Trafigura, the world's second-largest independent oil trader, saw its profit from oil trading more than double to $2.13 billion in the first half, its highest profit on record for the period.
Commodity traders such as Trafigura typically benefit from price volatility by arbitraging geographical and time spreads, which often spike during major global disruptions such as the 2008 global financial crisis and the 2015 oil price slump.
Brent crude prices collapsed to near two-decade lows below $16/b in April after sweeping pandemic lockdowns impacted demand and OPEC+ producers briefly abandoned their supply cut deal.
Rival trader Glencore benefited from "unprecedented volatility" in the first half of 2020 and expects its pre-tax earnings to come in at the top end of its $2.2 billion to $3.2 billion guidance range for the year.
"What we've seen throughout the year, on one hand, is the contango market structure that benefits all commodity traders, but also very strong core underlying profitability drivers at Gunvor that continue to pay off in the second half," Gunvor CFO Muriel Schwab told the event.

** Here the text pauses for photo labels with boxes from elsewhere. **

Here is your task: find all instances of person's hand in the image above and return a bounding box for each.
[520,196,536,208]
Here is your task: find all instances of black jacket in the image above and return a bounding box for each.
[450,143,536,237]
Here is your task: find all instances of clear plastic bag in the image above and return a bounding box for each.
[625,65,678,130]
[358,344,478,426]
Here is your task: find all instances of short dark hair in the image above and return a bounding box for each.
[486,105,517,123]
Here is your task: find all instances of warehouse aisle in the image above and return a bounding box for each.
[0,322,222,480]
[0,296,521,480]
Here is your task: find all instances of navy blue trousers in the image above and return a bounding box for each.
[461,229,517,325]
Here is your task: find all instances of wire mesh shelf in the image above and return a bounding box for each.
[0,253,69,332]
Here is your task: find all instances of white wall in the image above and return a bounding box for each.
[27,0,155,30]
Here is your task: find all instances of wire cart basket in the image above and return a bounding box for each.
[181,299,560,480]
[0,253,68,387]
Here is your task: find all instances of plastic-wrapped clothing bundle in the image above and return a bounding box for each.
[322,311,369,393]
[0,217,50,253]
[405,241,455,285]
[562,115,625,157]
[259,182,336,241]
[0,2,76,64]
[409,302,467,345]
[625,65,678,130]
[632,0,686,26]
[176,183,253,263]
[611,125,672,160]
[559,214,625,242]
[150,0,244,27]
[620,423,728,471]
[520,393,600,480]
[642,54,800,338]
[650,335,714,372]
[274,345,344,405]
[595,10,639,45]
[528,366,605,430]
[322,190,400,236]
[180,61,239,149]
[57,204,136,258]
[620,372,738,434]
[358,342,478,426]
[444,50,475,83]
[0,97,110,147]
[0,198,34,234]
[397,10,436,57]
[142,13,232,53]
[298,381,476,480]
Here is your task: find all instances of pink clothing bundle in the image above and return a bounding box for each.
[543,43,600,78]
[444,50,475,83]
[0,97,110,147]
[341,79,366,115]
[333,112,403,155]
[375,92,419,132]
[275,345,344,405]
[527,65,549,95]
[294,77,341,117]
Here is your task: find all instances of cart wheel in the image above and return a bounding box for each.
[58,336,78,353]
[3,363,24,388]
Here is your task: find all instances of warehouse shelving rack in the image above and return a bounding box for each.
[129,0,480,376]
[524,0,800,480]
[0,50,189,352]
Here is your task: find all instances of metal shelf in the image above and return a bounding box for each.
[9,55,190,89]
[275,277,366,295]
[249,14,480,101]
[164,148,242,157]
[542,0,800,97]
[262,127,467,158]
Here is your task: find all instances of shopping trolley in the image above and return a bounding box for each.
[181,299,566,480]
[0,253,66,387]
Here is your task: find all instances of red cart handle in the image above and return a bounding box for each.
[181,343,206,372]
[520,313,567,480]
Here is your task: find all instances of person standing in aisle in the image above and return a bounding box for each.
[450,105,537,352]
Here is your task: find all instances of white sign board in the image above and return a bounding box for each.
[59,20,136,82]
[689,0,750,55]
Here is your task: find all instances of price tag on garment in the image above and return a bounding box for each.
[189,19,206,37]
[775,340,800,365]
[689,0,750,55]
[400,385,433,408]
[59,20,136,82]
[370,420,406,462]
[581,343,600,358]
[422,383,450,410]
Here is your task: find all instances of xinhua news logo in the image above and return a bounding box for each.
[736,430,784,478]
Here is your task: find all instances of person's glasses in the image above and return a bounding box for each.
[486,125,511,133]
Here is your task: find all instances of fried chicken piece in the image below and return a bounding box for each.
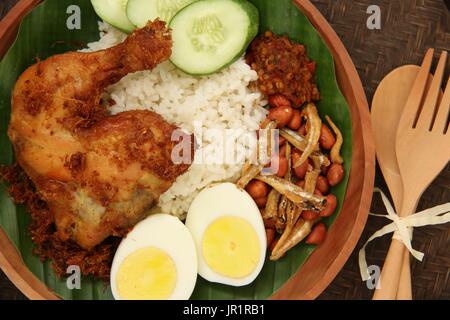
[8,21,191,249]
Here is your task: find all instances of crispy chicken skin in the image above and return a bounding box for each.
[8,21,189,249]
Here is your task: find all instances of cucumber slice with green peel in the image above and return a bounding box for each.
[91,0,136,33]
[170,0,259,75]
[127,0,197,28]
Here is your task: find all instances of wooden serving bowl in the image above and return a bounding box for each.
[0,0,375,299]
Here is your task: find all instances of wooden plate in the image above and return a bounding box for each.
[0,0,375,299]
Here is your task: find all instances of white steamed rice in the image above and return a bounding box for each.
[84,22,267,218]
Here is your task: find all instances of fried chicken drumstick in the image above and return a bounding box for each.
[8,21,189,250]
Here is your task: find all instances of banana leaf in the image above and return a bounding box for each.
[0,0,352,299]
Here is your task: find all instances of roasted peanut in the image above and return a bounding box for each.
[268,107,294,128]
[320,194,337,217]
[327,163,344,187]
[266,229,275,247]
[316,176,330,194]
[319,124,336,150]
[297,124,308,137]
[295,180,305,188]
[245,180,270,199]
[306,223,327,245]
[278,145,286,157]
[288,110,302,130]
[277,156,289,178]
[292,152,309,179]
[253,197,267,208]
[314,189,323,197]
[269,94,292,108]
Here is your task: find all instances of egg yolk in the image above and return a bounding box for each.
[202,216,260,279]
[116,247,177,300]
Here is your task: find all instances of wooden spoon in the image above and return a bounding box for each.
[371,65,442,300]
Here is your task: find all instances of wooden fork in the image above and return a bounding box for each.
[373,49,450,300]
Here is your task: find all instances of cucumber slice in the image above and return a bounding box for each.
[91,0,136,33]
[170,0,259,75]
[127,0,196,28]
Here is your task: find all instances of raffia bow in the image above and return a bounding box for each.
[359,188,450,281]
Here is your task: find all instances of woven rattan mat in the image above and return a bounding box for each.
[0,0,450,299]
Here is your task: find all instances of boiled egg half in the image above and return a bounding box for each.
[111,214,197,300]
[186,183,267,286]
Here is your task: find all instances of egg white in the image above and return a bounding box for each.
[110,214,198,300]
[186,183,267,287]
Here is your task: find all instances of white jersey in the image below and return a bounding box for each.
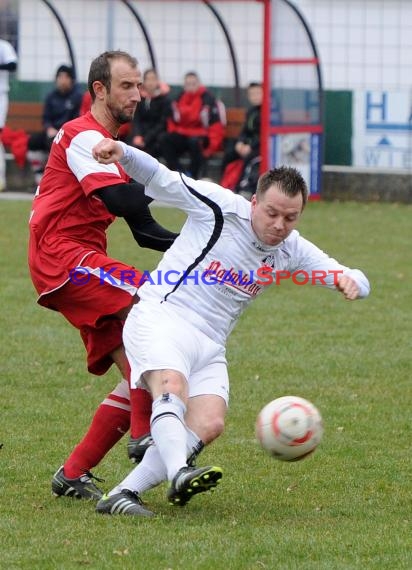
[0,40,17,93]
[121,145,369,344]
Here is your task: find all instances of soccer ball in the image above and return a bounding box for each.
[256,396,323,461]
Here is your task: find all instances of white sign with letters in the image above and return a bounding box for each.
[352,91,412,170]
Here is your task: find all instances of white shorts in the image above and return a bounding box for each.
[123,301,229,405]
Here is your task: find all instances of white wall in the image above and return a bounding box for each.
[294,0,412,90]
[19,0,412,90]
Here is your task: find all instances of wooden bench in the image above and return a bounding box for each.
[7,101,246,139]
[6,101,43,134]
[6,101,246,187]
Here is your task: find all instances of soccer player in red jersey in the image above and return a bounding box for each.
[29,51,176,499]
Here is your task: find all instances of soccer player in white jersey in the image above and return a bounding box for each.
[0,39,17,192]
[93,139,370,516]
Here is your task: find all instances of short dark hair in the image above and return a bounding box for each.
[87,50,137,101]
[256,166,309,209]
[56,64,76,81]
[143,67,159,79]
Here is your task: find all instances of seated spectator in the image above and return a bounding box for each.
[220,83,263,197]
[27,65,82,184]
[160,72,225,178]
[129,69,172,158]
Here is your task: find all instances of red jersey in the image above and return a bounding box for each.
[29,108,129,304]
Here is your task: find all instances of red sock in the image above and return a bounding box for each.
[64,404,130,479]
[130,388,153,438]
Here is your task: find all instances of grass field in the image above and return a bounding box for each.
[0,197,412,570]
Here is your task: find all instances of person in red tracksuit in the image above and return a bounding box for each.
[160,71,224,178]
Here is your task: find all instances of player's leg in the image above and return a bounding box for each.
[49,254,151,498]
[0,98,9,192]
[97,392,227,516]
[123,301,221,504]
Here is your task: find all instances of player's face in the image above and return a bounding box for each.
[105,59,142,125]
[251,185,303,245]
[247,85,263,106]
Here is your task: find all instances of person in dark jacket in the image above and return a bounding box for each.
[160,71,225,178]
[129,69,172,158]
[220,82,263,194]
[27,65,83,184]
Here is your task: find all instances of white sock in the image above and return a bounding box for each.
[150,394,187,481]
[109,428,203,496]
[109,445,167,496]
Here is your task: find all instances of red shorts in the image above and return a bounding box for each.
[41,253,142,376]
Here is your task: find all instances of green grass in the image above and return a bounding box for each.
[0,196,412,570]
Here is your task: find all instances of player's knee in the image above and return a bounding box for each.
[199,417,225,445]
[145,370,187,402]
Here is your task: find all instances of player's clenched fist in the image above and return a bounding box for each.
[337,275,359,301]
[92,139,123,164]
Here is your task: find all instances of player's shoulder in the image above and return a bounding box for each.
[61,113,110,144]
[187,175,251,219]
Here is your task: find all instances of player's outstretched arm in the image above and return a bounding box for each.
[92,139,160,186]
[336,275,361,301]
[92,139,123,164]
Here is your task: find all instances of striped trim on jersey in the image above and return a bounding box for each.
[163,173,224,301]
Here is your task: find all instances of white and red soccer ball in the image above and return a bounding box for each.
[256,396,323,461]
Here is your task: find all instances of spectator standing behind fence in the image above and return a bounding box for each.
[0,39,17,192]
[220,82,263,198]
[129,69,172,158]
[160,71,225,178]
[27,65,83,184]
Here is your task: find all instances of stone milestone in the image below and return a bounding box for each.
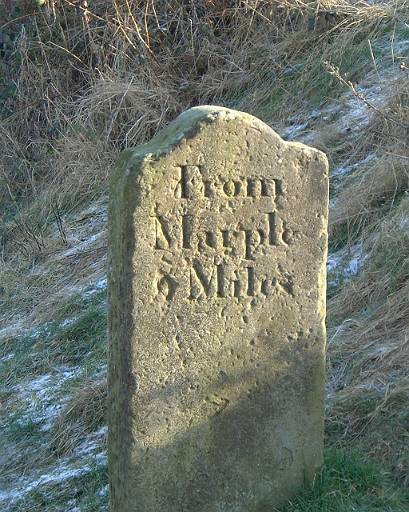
[109,106,328,512]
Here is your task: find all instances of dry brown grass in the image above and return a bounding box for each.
[49,380,107,456]
[0,0,409,492]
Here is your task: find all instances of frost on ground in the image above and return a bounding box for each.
[10,367,82,431]
[0,276,107,512]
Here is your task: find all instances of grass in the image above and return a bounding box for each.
[0,291,106,384]
[0,0,409,512]
[280,448,409,512]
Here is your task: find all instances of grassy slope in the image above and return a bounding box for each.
[0,1,409,512]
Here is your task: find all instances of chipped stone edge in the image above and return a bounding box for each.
[112,105,328,173]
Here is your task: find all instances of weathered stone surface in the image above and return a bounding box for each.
[109,107,328,512]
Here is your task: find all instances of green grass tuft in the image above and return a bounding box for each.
[279,448,409,512]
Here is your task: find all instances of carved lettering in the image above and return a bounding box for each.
[154,164,294,301]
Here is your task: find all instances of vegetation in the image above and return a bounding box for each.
[0,0,409,512]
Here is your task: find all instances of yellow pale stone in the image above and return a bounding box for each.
[109,106,328,512]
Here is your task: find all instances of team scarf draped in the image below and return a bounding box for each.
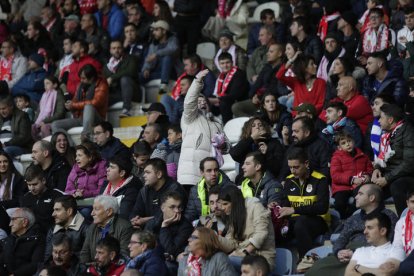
[377,120,403,168]
[171,64,205,100]
[362,24,390,53]
[0,55,14,81]
[187,253,203,276]
[403,210,413,256]
[106,57,122,73]
[318,12,340,41]
[214,66,238,97]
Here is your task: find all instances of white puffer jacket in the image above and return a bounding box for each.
[177,79,224,185]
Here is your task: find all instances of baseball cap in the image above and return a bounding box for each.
[293,103,317,117]
[142,103,167,114]
[151,20,170,31]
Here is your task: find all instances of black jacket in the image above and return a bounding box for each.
[0,172,27,209]
[44,153,72,191]
[44,213,89,261]
[129,178,187,219]
[376,122,414,183]
[99,137,131,161]
[0,225,45,276]
[100,176,143,219]
[283,171,329,216]
[296,35,323,64]
[184,172,234,221]
[145,213,194,259]
[230,137,285,182]
[362,60,408,106]
[278,134,332,181]
[20,188,63,234]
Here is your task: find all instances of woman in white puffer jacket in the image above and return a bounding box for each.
[177,69,230,185]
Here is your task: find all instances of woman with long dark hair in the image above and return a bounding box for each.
[276,52,326,115]
[218,186,275,272]
[50,131,75,166]
[0,151,27,209]
[230,116,284,182]
[259,93,292,139]
[178,227,238,276]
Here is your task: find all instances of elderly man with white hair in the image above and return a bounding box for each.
[80,195,133,263]
[0,208,45,276]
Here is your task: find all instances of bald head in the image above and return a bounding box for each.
[337,76,357,101]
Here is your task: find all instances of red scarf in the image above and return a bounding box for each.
[318,12,340,41]
[404,210,413,256]
[378,121,402,162]
[171,64,205,100]
[187,253,203,276]
[103,178,126,195]
[214,66,238,97]
[0,55,14,81]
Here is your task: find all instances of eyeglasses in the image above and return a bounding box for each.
[93,131,104,136]
[129,241,142,244]
[188,235,199,241]
[10,217,25,220]
[168,205,183,212]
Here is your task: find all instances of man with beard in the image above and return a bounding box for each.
[316,33,345,81]
[52,64,108,139]
[103,40,139,117]
[87,236,126,276]
[32,140,72,191]
[279,117,332,179]
[45,195,89,261]
[41,233,82,276]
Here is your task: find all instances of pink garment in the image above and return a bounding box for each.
[65,160,106,198]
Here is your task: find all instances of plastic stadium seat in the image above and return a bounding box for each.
[306,245,333,258]
[248,2,281,23]
[224,117,249,144]
[273,248,293,276]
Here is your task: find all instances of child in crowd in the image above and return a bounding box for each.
[151,124,182,180]
[14,94,35,122]
[32,76,66,140]
[331,132,374,219]
[132,140,152,183]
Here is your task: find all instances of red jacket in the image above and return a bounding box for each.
[66,55,102,96]
[276,64,326,116]
[331,148,374,195]
[319,93,374,135]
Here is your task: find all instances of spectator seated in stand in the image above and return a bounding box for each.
[0,95,33,158]
[103,40,140,117]
[20,165,63,235]
[32,76,66,140]
[11,54,47,103]
[322,102,363,151]
[330,132,374,219]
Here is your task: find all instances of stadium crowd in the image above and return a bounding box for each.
[0,0,414,276]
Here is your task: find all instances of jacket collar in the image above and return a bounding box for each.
[53,212,85,234]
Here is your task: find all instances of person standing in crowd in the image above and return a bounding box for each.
[177,69,230,185]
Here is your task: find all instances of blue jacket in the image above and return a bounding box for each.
[95,4,126,40]
[12,68,47,102]
[362,62,409,106]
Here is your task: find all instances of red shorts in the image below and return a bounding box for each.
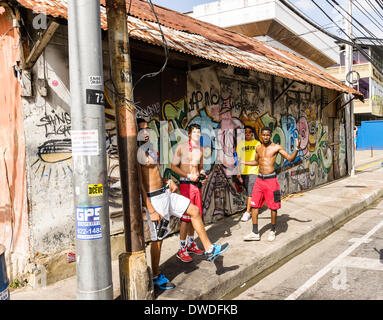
[250,175,281,210]
[180,181,202,222]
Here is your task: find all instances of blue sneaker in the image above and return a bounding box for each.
[153,273,176,290]
[204,243,229,261]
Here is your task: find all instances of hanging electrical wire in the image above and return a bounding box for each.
[365,0,383,19]
[104,0,169,114]
[353,1,383,29]
[326,0,383,45]
[132,0,169,92]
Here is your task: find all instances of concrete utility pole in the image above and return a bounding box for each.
[345,0,355,177]
[106,0,153,300]
[68,0,113,300]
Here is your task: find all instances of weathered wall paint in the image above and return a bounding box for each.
[15,27,345,272]
[0,7,29,281]
[23,27,75,257]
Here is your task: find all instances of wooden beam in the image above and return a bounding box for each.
[24,21,60,70]
[274,80,296,103]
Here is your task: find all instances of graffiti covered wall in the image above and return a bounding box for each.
[187,67,345,222]
[0,10,29,281]
[19,30,345,262]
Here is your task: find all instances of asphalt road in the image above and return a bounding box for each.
[231,198,383,300]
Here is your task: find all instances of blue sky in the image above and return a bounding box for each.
[152,0,383,39]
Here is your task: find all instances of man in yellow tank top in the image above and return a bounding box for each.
[237,126,261,221]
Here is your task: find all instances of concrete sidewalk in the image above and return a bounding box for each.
[11,151,383,300]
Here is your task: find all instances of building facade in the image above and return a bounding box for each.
[327,41,383,126]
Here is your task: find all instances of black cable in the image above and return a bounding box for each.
[310,0,380,70]
[132,0,169,92]
[326,0,383,45]
[366,0,383,19]
[375,0,383,10]
[279,0,354,46]
[353,1,383,28]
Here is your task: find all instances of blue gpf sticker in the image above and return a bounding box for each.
[76,207,102,240]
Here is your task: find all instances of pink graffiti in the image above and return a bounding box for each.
[297,117,309,155]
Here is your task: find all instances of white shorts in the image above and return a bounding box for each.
[145,189,190,241]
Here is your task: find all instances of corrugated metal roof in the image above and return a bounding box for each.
[13,0,363,99]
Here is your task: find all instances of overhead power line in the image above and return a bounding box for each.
[280,0,381,70]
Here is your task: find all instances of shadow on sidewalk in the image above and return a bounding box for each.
[258,213,312,236]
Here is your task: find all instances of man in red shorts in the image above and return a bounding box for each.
[172,124,206,262]
[242,127,301,241]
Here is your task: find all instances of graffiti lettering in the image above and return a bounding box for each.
[37,110,71,138]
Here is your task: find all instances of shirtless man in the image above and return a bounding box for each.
[137,119,229,290]
[172,124,207,262]
[242,127,301,241]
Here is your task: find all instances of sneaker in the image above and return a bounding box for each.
[204,243,229,261]
[177,247,192,262]
[241,211,251,222]
[153,273,176,290]
[243,232,261,241]
[187,242,204,256]
[267,231,275,241]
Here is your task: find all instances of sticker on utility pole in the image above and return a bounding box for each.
[86,89,105,106]
[88,184,104,197]
[76,207,102,240]
[71,130,99,156]
[89,76,102,86]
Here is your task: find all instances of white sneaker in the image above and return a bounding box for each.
[267,231,275,241]
[243,232,261,241]
[241,211,251,222]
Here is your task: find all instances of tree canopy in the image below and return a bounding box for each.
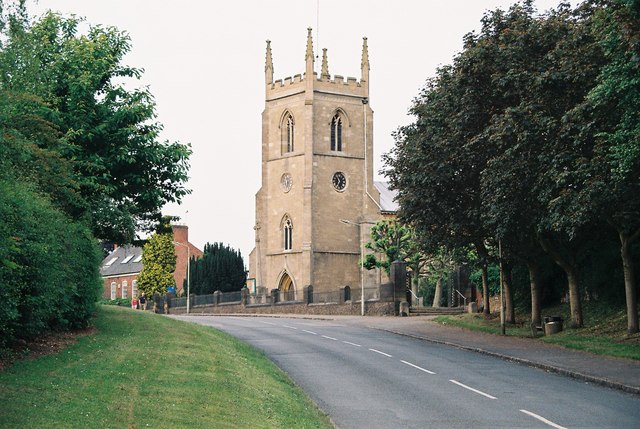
[185,243,247,295]
[0,6,191,243]
[0,0,191,351]
[384,0,640,332]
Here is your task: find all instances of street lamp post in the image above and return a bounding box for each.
[340,219,364,316]
[173,241,191,314]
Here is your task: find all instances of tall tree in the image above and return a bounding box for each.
[190,243,247,295]
[554,0,640,333]
[0,13,191,243]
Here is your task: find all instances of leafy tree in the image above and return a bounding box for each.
[557,0,640,333]
[138,234,176,296]
[0,13,191,243]
[185,243,247,295]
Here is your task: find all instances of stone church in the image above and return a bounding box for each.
[249,29,397,300]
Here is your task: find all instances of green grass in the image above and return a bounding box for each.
[0,306,333,429]
[434,302,640,360]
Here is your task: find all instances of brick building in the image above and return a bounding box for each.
[100,224,202,299]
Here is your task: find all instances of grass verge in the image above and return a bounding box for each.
[0,306,333,429]
[434,302,640,360]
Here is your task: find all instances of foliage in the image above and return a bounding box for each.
[434,301,640,360]
[0,8,191,243]
[189,243,247,295]
[98,298,131,307]
[0,179,102,348]
[384,0,640,332]
[0,306,333,428]
[469,264,500,296]
[138,234,176,297]
[364,220,413,274]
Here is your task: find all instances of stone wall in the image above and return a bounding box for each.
[170,301,395,316]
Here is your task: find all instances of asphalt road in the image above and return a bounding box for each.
[174,316,640,429]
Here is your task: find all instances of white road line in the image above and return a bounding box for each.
[520,410,567,429]
[369,349,393,357]
[400,360,435,375]
[449,380,497,399]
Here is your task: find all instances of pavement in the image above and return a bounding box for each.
[214,314,640,395]
[344,316,640,395]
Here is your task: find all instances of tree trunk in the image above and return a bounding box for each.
[432,277,442,308]
[539,237,583,328]
[565,265,583,328]
[618,230,640,334]
[482,264,491,316]
[527,262,542,329]
[502,264,516,324]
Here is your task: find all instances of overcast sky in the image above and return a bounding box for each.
[31,0,558,265]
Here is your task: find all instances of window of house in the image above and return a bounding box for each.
[331,112,342,152]
[284,217,293,250]
[282,113,295,153]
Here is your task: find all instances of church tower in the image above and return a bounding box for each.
[249,28,381,300]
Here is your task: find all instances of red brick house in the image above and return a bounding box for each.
[100,224,202,299]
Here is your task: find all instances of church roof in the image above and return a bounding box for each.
[373,182,400,213]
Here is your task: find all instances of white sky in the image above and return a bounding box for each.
[31,0,558,266]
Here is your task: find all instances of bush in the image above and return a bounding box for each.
[98,298,131,307]
[0,179,102,348]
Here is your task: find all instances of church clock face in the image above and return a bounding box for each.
[331,171,347,192]
[280,173,293,192]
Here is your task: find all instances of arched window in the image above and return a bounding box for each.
[282,216,293,250]
[331,112,342,152]
[281,113,294,153]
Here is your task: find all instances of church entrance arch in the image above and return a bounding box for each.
[278,272,296,301]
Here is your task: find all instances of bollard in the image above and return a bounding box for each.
[400,301,409,317]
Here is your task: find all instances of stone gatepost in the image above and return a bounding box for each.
[240,286,249,307]
[389,261,407,316]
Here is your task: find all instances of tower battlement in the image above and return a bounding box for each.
[265,28,369,100]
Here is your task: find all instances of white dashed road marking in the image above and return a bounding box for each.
[520,410,567,429]
[369,349,393,357]
[449,380,497,399]
[400,360,435,375]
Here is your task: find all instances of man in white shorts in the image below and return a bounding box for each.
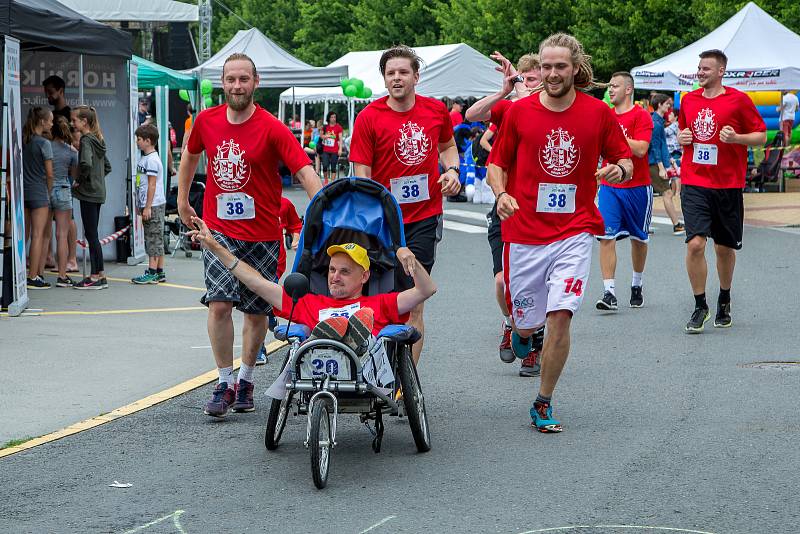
[489,33,633,432]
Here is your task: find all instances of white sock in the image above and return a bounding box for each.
[217,367,233,389]
[236,363,255,384]
[603,278,617,297]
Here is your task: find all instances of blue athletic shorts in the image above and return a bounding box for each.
[597,185,653,243]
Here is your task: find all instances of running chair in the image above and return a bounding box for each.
[747,132,784,193]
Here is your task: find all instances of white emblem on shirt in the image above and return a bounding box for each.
[539,128,581,178]
[211,139,250,191]
[692,108,717,141]
[394,121,431,165]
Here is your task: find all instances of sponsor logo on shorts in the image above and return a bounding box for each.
[692,108,717,141]
[539,128,581,178]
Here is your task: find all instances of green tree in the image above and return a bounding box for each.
[436,0,574,66]
[292,0,356,65]
[349,0,440,50]
[212,0,300,58]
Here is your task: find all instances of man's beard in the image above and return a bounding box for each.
[225,91,253,111]
[544,78,574,98]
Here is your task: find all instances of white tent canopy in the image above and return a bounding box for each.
[281,43,501,104]
[59,0,198,22]
[631,2,800,91]
[183,28,347,87]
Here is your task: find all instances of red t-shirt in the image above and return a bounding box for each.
[273,291,409,335]
[489,100,513,128]
[350,95,453,223]
[492,91,631,245]
[320,123,344,154]
[603,105,653,189]
[187,104,311,241]
[678,87,767,189]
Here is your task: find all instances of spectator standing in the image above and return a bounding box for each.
[50,115,78,287]
[648,93,686,235]
[778,91,798,145]
[72,106,111,289]
[320,111,344,183]
[42,75,72,135]
[22,106,53,289]
[131,124,167,284]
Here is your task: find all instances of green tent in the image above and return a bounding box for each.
[132,56,197,91]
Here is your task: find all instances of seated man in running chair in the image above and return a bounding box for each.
[190,217,436,394]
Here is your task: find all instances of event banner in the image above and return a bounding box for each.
[128,61,146,265]
[3,36,28,316]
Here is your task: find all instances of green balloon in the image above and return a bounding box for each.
[350,78,364,93]
[343,83,358,98]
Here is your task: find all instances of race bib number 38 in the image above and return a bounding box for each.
[536,183,578,213]
[692,143,717,165]
[217,193,256,221]
[389,174,431,204]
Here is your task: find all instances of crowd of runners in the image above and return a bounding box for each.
[178,33,766,432]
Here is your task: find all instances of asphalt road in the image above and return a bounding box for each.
[0,199,800,534]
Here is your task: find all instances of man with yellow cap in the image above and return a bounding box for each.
[190,217,436,406]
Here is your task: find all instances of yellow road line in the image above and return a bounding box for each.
[0,341,286,458]
[0,306,208,316]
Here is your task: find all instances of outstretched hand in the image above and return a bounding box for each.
[187,217,218,248]
[396,247,417,276]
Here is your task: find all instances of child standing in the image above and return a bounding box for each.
[131,124,167,284]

Markets stabilizing in second-half
The trading divisions of European oil majors have also reported strong earnings for the second quarter, largely helped by so-called "contango storage plays," where oil bought at lower prices is stored and sold later at higher values. French oil major Total has said that its trading operations made about $500 million above normal levels during the second quarter of 2020.
Guillaume Vermersch, the CFO at Mercuria, said he expects 2020 will be a "robust financial performance" for the trading house after "a very, very strong first half."
With oil prices stabilizing during the second half of the year, he said H2 would be "more stable" for the company.
"The business model of Mercuria is based on bringing solutions to correct those discrepancies and that's what we've done. We've done that in an extremely volatile market, and extremely broken market in some instances," Vermersch said.
Gunvor's Schwab agreed that the market has returned to more normal conditions in the second half, adding that Gunvor still expects to play a key role in balancing market dislocations.
Jeffrey Dellapina, the CFO at the world's biggest independent oil trader Vitol, was more circumspect over his company's financial performance this year, saying that it would be "good."
Dellapina cautioned, however, that the company will likely measure its performance during the pandemic over a two-year cycle due to the persistence of demand-side disruptions to key commodity markets.
Led by oil, the collapse in global commodity prices as the world went into lockdown, meant that the trading houses were not financially constrained in capturing the additional trading volumes during the second quarter, the traders said.
"Actually during the entire cycle, we essentially drew none of our revolving credit capacity. So, with lower prices and with the equity capital we have we sort of did it generally without a lot of bank capital," Dellapina said.